One of the partners building the Aberdeen city bypass road is at the heart of a probe by the UK’s financial watchdog, it was announced yesterday.
The Financial Conduct Authority (FCA) said it was investigating the “timeliness and content” of announcements made by troubled construction giant Carillion between December 7, 2016 and July 10, 2017.
Carillion, which is battling for survival after a string of profit warnings, said it was co-operating fully with the FCA.
The firm is one of three consortium partners building the Aberdeen Western Peripheral Route, alongside Balfour Beatty and Galliford Try-owned Morrison Construction.
Transport Scotland has said Carillion’s woes pose no risk to the remaining work on the AWPR, which is nearing completion. If any one of the partners withdraws, the others will take on extra obligations.
Carillion was thrown into crisis by a hefty profit warning in July, which sent shares tumbling by more than 70% in one week.
A large chunk of an £845million write-down revealed at the time was for three UK projects, one of which is believed to be the AWPR.
The Wolverhampton-based firm took another battering in the City in September after it reported half-year losses of more than £1billion.
In November, the company issued its latest profit warning and said it would breach debt covenants –resulting in another share price collapse, with more than £160million wiped off the group’s market value.
It also said annual profits were likely to be “materially lower than current market expectations” as it grappled with a string of delays and smaller-than-expected improvements to margins on certain contracts.
Carillion recently struck an agreement with its lenders to defer a crucial financial covenant test, which gave the troubled group more breathing space.
And a new chief executive, Andrew Davies, has been parachuted in earlier than planned to replace interim boss Keith Cochrane.
Mr Davies has led construction, property services and development company Wates Group since 2014.

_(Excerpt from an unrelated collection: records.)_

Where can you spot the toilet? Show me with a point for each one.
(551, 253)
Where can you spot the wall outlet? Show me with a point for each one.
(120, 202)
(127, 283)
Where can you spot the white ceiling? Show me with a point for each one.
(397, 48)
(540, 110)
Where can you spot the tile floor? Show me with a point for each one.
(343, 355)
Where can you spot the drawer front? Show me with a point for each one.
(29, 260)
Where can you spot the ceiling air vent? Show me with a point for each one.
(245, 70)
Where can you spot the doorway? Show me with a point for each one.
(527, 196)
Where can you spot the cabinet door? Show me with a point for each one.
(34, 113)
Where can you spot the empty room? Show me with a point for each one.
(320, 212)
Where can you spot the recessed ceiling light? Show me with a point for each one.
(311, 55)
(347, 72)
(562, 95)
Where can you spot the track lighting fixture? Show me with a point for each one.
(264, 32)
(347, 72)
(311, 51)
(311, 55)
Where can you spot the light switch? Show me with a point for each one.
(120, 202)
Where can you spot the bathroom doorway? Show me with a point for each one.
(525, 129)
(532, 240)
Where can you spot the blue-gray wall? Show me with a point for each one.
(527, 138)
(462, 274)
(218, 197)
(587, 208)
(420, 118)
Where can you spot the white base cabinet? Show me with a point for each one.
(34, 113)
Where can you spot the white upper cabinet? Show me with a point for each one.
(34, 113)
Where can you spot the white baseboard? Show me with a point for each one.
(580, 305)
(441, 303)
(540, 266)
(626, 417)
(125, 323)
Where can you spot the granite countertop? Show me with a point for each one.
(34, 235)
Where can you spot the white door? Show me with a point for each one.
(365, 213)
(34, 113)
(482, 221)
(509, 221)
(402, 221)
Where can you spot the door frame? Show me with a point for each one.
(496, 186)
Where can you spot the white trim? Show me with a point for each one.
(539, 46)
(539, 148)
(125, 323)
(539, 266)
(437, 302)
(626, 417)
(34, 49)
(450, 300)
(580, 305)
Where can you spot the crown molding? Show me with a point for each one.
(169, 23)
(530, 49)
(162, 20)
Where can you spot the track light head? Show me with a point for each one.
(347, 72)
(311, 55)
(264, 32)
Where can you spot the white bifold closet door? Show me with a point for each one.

Meanwhile, new figures published yesterday show UK construction output fell last month as commercial building and civil engineering work continued to drag on the industry.
The latest Markit/CIPS UK Construction purchasing managers’ index has a reading of 52.2 for December, down from 53.1 in November and below economists’ forecasts of 53.1. A reading above 50 indicates growth.
Despite the industry struggling to fire on all cylinders, house building levels proved robust and new orders accelerated at the fastest pace since May.
But these bright spots failed to inspire a cheerier outlook, with the balance of firms expecting better output levels in 2018 one of the weakest seen in four-and-a-half years.